L’extrémité sud-est de la gare concentre 75% de l’ensemble des flux.
80% des voyageurs sont des « voyageurs du quotidien ».
60% sont des usagers des RER B et D (gare souterraine).

Les principaux éléments du projet
Le projet consiste essentiellement à construire un bâtiment R+5 en lieu et place de la rampe de sortie de la gare routière et du bâtiment/verrière (fin des années 90) existant à l’angle sud-est de la gare.
Ce bâtiment abritera :

  • Un niveau départ Grandes Lignes (y compris Thalys), au premier étage
  • Quatre niveaux de commerces, services, coworking, salle de spectacle
  • L’étage supérieur végétalisé
    Pour ce qui est des aspects purement transports et mobilités :
  • Les départs Grandes Lignes (y compris Thalys) s’effectueront désormais par le niveau 01 du nouveau bâtiment, et non plus directement depuis le quai transversal, puis par des passerelles au-dessus des voies.
  • Les circulations verticales entre les niveaux S02, S01 (les quais des RER se situent au S03) et la surface doivent être améliorées
  • Les départs Eurostar seront transformés par l’incorporation de la circulation/passerelle actuelle dans le bâtiment historique (disparition de la passerelle actuelle)

Les accès à la gare/ L’insertion dans la Ville
Existent, pour les piétons, depuis la voirie :

  • Le tunnel Maubeuge qui permet, depuis la rue du même nom, d’accéder à la salle d’échange souterraine RER-Métro et aux quais Grandes Lignes (sauf Thalys et Eurostar)
  • Un accès sur la façade ouest (cour des taxis)
  • L’accès principal par le parvis rue de Dunkerque
  • Un accès, confidentiel car très mal signalé, depuis le 181 rue du Faubourg Saint Denis, commun avec celui de la gare routière.

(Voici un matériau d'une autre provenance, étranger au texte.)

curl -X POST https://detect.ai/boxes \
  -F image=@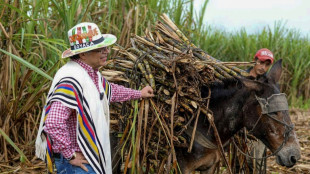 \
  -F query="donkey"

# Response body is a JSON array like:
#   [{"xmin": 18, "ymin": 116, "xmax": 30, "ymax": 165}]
[{"xmin": 175, "ymin": 60, "xmax": 300, "ymax": 174}]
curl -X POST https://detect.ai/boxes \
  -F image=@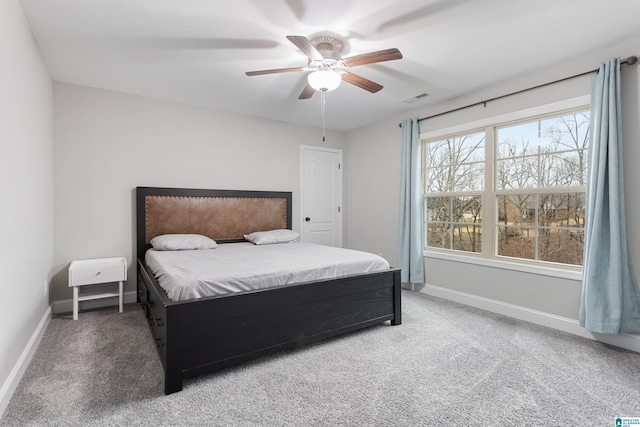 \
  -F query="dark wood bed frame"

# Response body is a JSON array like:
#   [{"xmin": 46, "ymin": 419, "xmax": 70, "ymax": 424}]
[{"xmin": 136, "ymin": 187, "xmax": 401, "ymax": 394}]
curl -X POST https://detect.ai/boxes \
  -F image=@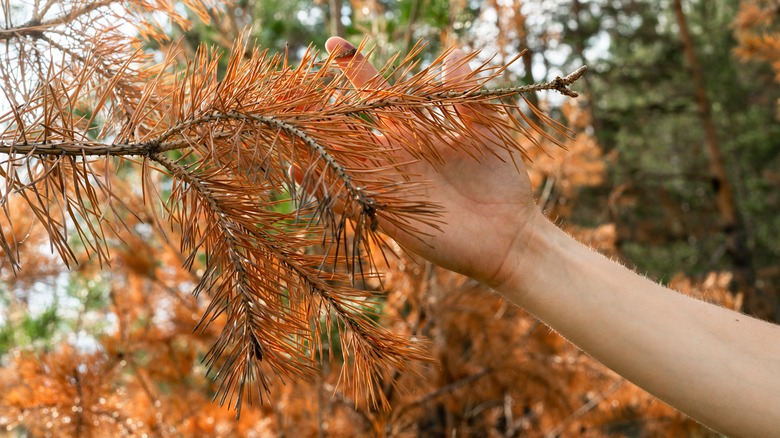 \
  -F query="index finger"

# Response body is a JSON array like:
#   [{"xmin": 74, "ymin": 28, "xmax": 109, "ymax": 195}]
[{"xmin": 325, "ymin": 37, "xmax": 390, "ymax": 89}]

Gare du Nord 2024 ne prévoit aucune modification notable de ces différents accès.
Ainsi, la gare resterait totalement tournée vers le sud, l’activité et les flux se trouvant même renforcés à son angle sud-est. Les quartiers nord de la gare demeureraient totalement ignorés.
Nous le déplorons, comme les nombreux riverains qui l’ont exprimé pendant la concertation.
En résumé, « créer un véritable lieu de vie ouvert sur la ville », « faire entrer la ville dans la gare » ne se concrétiseront pas, les accès à ce considérable pôle multimodal n’étant en rien améliorés. Nous le regrettons, particulièrement depuis et vers les quartiers nord, qui méritent de nouveaux accès vers le boulevard de la Chapelle. Nous attendons des propositions.
La réalisation de la liaison avec la Gare de l’Est est urgente, s’accompagnant de l’amélioration de l’accès à la gare par la rue du faubourg Saint Denis.

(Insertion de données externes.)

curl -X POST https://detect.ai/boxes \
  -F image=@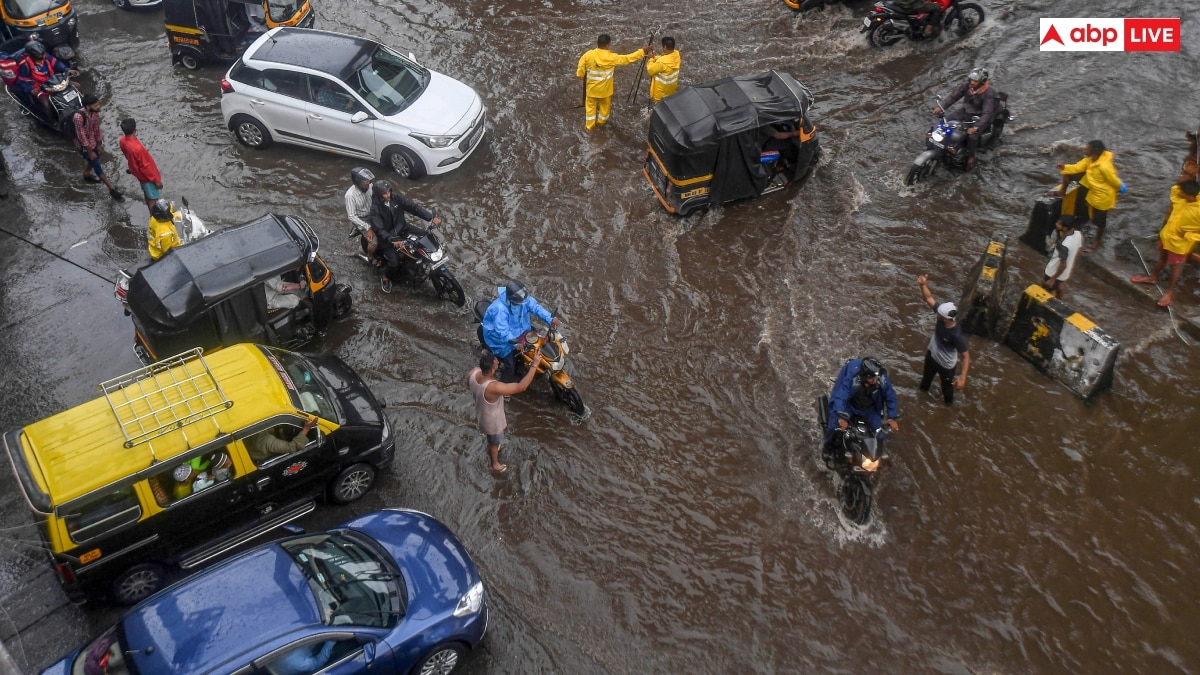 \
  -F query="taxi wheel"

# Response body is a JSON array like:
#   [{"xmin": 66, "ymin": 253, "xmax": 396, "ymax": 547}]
[
  {"xmin": 113, "ymin": 562, "xmax": 167, "ymax": 605},
  {"xmin": 329, "ymin": 464, "xmax": 374, "ymax": 504}
]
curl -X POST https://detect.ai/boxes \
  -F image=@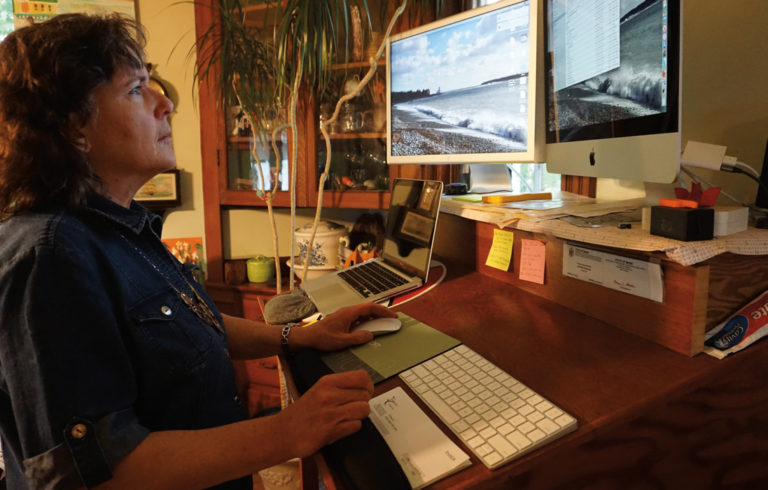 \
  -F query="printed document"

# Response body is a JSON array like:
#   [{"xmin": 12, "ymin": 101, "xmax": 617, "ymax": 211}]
[{"xmin": 369, "ymin": 387, "xmax": 472, "ymax": 489}]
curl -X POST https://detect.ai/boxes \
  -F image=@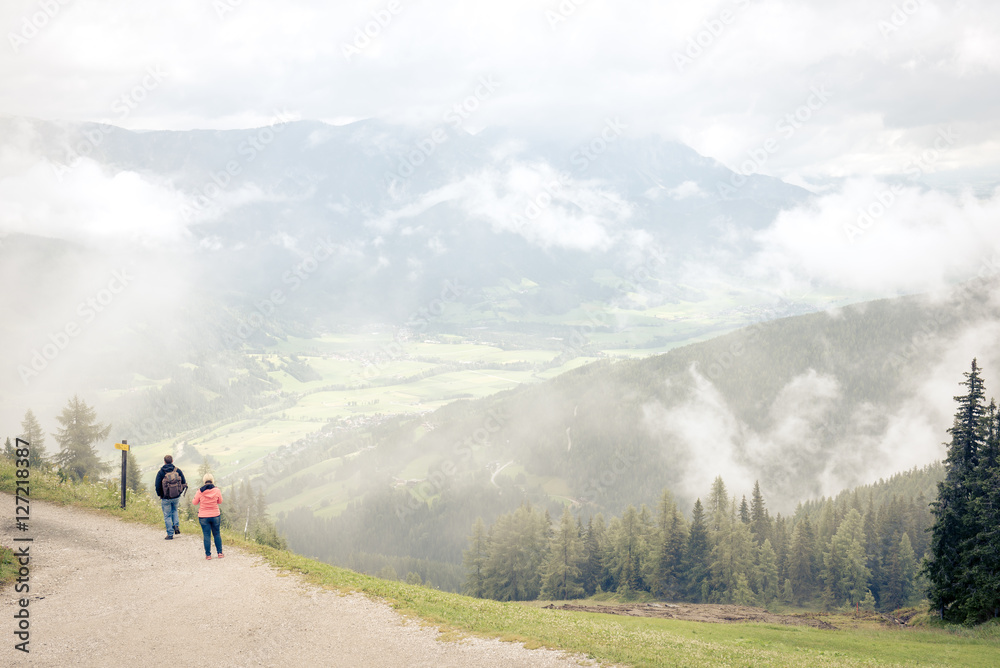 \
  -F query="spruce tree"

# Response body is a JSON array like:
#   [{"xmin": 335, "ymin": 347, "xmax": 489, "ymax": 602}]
[
  {"xmin": 788, "ymin": 515, "xmax": 816, "ymax": 605},
  {"xmin": 681, "ymin": 499, "xmax": 712, "ymax": 602},
  {"xmin": 652, "ymin": 490, "xmax": 687, "ymax": 599},
  {"xmin": 125, "ymin": 450, "xmax": 146, "ymax": 494},
  {"xmin": 55, "ymin": 396, "xmax": 111, "ymax": 480},
  {"xmin": 21, "ymin": 408, "xmax": 49, "ymax": 470},
  {"xmin": 923, "ymin": 359, "xmax": 987, "ymax": 621},
  {"xmin": 581, "ymin": 515, "xmax": 604, "ymax": 596},
  {"xmin": 750, "ymin": 481, "xmax": 771, "ymax": 545},
  {"xmin": 462, "ymin": 517, "xmax": 489, "ymax": 598},
  {"xmin": 823, "ymin": 508, "xmax": 871, "ymax": 604},
  {"xmin": 541, "ymin": 507, "xmax": 584, "ymax": 600}
]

Les liens avec les différents modes de transport
Avec métro et RER :

  • D’une part, avec les lignes M4, M5, RER B et D, par les circulations verticales.
  • Avec le RER E (Magenta), qui sera prolongé à l’ouest dans les toutes prochaines années.
  • D’autre part, avec la ligne M2 La Chapelle, par un long souterrain

Les circulations verticales entre les niveaux S02 (salle d’échange RER), S01 (métro) et les niveaux supérieurs sont prévues être améliorées (escalators, ascenseurs). Malheureusement, nous ne connaissons pas la consistance de ces améliorations et ne pouvons donc émettre un avis sur ce point.
Nous déplorons l’absence de toute amélioration avec les quais RER B et D (S03), en nombre de circulations verticales mais également l’absence persistante d’accès côté nord des quais. Ce point doit être revu. SNCF et Semop, dont la SNCF est partie prenante, doivent y travailler de concert et faire des propositions.
Le seul accès souterrain existant avec M2, depuis la station La Chapelle, très fréquenté, mérite son agrandissement, sa requalification, une nette amélioration de son environnement.

Avec les bus :

  • La gare routière va être totalement reconfigurée. Nul ne regrettera la gare actuelle.
  • Les plans publiés ne nous permettent pas de porter un jugement détaillé. Il est souhaitable que tous les cheminements piétons soient abrités des intempéries, ce qui ne semble pas être le cas sur le projet actuel, en particulier pour les voyageurs arrivant par bus.
  • La sécurité des usagers doit être garantie lors de la traversée des voies bus.
  • Des places d’attente assises doivent être prévues en nombre suffisant.
  • Comme évoqué précédemment, la liaison piétonne avec la rue du faubourg Saint Denis doit être nettement améliorée, entre autres sa signalétique, quasi inexistante aujourd’hui
  • La rampe de sortie actuelle des bus vers la rue de Dunkerque devant être démolie, le futur accès (entrée et sortie) des bus est très préoccupant compte tenu du trafic observé rue du faubourg Saint Denis (embouteillages quasi permanents). Le minimum est de pourvoir cet accès de feux rouges donnant la priorité aux bus. L’élargissement de cet accès serait également le bienvenu.
  • Dans tous les cas, cette future gare routière ne doit être réalisée sans accord préalable d’IdFM, de la RATP, de la Ville, des usagers.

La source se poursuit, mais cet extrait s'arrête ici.